Anche in questa versione il provvedimento non piace. Nemmeno a qualche esponente di governo appartenente alla stessa forza politica della viceministra all’Economia, Laura Castelli, cui la stretta sulle auto aziendali viene attribuita. Infatti, ieri il viceministro alla Sviluppo economico, Stefano Buffagni, ha dichiarato che la modifica della misura c’è stata «grazie al nostro intervento, ma a me non piace, per me non è abbastanza, così si fa pagare solo chi già paga. Di lavoro ce ne sarà da fare tanto in Parlamento».
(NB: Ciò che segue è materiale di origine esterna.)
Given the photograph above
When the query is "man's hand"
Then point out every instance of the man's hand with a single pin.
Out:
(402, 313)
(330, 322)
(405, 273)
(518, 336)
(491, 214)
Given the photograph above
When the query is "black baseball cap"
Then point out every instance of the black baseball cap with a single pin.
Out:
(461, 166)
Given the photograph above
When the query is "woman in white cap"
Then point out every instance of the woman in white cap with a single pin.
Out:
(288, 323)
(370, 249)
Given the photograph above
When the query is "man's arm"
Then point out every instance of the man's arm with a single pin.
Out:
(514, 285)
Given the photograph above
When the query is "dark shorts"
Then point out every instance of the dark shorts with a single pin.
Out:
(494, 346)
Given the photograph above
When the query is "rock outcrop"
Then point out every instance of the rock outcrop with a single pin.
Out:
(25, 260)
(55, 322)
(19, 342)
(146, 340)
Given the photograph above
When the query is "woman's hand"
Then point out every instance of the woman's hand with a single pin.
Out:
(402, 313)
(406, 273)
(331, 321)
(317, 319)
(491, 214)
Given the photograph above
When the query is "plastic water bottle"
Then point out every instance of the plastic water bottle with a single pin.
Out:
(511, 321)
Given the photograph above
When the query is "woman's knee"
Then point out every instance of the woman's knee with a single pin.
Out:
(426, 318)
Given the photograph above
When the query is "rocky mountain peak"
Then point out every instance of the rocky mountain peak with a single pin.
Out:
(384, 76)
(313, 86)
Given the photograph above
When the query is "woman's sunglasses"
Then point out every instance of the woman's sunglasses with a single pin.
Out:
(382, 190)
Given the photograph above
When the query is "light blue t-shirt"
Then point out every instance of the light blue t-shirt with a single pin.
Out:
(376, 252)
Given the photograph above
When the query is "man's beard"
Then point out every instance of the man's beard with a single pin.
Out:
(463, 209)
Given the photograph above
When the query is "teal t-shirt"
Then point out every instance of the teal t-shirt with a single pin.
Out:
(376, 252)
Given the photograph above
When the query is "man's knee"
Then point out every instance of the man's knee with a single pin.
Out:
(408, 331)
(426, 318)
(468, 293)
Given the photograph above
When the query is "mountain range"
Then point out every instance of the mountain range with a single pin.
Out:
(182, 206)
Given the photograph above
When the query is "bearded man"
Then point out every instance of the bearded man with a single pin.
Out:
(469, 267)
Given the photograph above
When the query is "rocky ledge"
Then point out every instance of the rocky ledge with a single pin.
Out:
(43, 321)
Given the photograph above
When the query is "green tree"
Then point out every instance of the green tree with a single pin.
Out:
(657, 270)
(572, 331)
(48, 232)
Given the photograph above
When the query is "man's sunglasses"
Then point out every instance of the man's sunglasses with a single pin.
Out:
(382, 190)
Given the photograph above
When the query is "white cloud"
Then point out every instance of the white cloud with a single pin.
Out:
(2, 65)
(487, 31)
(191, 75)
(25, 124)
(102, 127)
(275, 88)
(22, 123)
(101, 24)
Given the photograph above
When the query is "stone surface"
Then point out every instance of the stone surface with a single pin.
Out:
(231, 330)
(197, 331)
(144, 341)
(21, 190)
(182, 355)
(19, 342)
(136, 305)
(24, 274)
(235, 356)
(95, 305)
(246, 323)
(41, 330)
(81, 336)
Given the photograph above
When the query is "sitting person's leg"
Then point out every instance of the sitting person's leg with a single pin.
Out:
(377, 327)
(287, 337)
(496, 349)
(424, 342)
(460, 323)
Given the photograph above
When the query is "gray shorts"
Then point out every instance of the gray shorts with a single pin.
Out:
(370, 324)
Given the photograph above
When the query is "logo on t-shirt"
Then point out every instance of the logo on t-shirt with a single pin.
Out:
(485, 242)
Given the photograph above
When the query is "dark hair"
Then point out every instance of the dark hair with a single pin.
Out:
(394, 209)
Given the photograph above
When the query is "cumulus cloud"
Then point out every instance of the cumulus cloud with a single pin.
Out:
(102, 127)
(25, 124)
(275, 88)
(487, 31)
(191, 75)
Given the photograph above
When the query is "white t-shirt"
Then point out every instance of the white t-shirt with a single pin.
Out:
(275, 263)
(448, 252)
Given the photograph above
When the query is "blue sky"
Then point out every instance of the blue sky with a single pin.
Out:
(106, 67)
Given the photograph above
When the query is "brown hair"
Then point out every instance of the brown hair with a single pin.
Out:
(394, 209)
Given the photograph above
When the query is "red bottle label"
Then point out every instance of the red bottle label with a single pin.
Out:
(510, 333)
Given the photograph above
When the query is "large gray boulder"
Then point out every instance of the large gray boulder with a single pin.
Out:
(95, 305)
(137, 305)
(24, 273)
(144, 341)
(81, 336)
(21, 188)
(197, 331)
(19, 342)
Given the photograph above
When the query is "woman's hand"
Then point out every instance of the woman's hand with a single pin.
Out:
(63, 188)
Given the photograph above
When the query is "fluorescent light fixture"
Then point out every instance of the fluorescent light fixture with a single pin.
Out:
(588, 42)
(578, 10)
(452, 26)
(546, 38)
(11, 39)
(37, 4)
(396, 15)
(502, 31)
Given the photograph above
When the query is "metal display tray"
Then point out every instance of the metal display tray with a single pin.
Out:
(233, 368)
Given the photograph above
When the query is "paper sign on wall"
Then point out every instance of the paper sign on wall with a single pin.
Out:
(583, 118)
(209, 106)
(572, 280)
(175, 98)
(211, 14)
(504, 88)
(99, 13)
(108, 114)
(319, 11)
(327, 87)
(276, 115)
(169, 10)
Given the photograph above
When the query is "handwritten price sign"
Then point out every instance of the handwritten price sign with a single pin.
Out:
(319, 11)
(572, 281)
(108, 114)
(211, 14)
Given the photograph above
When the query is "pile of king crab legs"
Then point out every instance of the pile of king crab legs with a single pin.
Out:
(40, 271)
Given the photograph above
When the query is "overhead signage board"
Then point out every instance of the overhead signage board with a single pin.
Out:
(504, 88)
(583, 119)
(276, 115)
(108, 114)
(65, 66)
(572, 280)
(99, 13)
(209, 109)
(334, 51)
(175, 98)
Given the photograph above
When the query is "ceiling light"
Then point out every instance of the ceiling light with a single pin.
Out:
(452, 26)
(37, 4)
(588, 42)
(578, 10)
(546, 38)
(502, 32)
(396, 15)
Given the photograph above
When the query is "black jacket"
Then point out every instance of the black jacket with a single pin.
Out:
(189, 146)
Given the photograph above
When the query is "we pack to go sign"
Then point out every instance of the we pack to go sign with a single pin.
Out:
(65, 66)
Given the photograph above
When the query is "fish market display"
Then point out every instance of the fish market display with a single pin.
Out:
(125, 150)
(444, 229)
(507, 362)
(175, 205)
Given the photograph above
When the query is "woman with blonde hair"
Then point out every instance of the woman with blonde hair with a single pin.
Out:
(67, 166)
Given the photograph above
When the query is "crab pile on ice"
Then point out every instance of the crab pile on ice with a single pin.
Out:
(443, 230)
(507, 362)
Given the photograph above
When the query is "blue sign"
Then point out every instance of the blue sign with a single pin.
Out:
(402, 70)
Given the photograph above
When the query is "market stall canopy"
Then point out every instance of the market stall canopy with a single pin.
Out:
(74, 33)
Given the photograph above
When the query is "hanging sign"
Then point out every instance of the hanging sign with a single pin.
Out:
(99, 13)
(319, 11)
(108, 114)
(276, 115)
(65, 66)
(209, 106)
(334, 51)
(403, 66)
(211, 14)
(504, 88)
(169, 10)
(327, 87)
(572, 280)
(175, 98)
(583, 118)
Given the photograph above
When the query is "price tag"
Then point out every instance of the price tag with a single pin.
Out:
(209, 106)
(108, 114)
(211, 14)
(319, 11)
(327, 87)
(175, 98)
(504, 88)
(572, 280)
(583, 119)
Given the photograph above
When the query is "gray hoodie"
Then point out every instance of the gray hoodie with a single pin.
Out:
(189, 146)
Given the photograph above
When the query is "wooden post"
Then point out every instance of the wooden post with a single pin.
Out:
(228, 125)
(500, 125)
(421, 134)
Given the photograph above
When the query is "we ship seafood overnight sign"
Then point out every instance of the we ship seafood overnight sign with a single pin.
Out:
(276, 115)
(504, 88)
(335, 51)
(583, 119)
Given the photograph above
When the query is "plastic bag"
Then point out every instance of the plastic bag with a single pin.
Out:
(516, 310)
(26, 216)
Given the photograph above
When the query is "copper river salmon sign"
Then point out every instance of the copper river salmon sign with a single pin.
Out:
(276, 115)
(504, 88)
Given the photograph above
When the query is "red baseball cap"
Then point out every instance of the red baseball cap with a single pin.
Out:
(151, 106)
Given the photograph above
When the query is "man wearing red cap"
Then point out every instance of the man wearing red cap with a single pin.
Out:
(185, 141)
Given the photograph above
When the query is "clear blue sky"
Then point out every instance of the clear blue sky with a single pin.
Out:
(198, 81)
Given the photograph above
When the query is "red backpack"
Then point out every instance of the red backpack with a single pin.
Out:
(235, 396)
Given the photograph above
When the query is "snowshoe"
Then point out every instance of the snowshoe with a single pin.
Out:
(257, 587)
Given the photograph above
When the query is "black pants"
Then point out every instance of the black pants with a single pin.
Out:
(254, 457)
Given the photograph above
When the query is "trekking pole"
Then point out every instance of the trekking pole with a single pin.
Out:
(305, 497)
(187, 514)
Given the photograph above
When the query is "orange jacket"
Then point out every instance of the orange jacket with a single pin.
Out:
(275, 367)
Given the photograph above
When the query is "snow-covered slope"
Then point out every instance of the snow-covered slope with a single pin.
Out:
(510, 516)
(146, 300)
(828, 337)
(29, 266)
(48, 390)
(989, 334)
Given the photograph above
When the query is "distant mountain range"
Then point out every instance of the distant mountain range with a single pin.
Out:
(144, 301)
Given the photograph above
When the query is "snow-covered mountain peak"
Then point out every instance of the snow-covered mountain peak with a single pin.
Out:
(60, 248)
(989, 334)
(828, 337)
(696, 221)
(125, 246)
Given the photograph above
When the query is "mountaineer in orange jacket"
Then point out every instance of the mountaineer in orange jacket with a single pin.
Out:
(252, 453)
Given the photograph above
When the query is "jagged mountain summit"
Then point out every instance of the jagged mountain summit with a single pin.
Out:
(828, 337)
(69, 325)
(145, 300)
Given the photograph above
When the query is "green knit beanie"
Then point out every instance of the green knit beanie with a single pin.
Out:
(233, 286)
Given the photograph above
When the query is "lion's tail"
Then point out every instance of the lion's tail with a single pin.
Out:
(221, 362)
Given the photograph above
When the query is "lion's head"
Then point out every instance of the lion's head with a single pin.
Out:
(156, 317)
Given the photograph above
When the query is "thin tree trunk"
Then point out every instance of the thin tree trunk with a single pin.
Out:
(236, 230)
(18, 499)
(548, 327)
Non pare casuale neanche il fatto che proprio ieri il ministro dello Sviluppo economico, Stefano Patuanelli (anche lui M5S), sia tornato sul tema del tavolo aperto al suo dicastero per aiutare il settore automotive, che sarà invece colpito dalla stretta sulle auto aziendali.
Ieri quasi tutte le associazioni degli operatori non hanno fatto dichiarazioni ufficiali sulla rimodulazione: filtra scetticismo, ma si preferisce attendere i prossimi eventi. Massimiliano Archiapatti, presidente dell’Aniasa (l’associazione delle società di noleggio in Confindustria) ricorda proprio l’apertura del tavolo: «Sembrava l’inizio di un nuovo rapporto con le istituzioni, che ora con questo provvedimento si smentiscono dopo 15 giorni. Sono sbalordito. L’impatto è stato colpevolmente sottovalutato, ma sarà notevole: oggi le auto aziendali contano per il 40% del mercato. Un mercato già in sofferenza, anche a causa dell’ecomalus. Il tutto solo per fare cassa: non ci sono vere motivazioni ecologiche, visto che i lavoratori rinunceranno in massa all’auto aziendale e finiranno per utilizzare auto personali mediamente più vecchie di quelle che usano attualmente. In Europa abbiamo il secondo parco circolante più anziano, dopo la Grecia».
La parte “ecologica” della rimodulazione contenuta nella bozza di ieri consiste soprattutto nell’esenzione dall’aggravio per le elettriche e le ibride. Ma tra queste ultime sono comprese quelle micro e mild, molto poco diverse da quelle a propulsione tradizionale.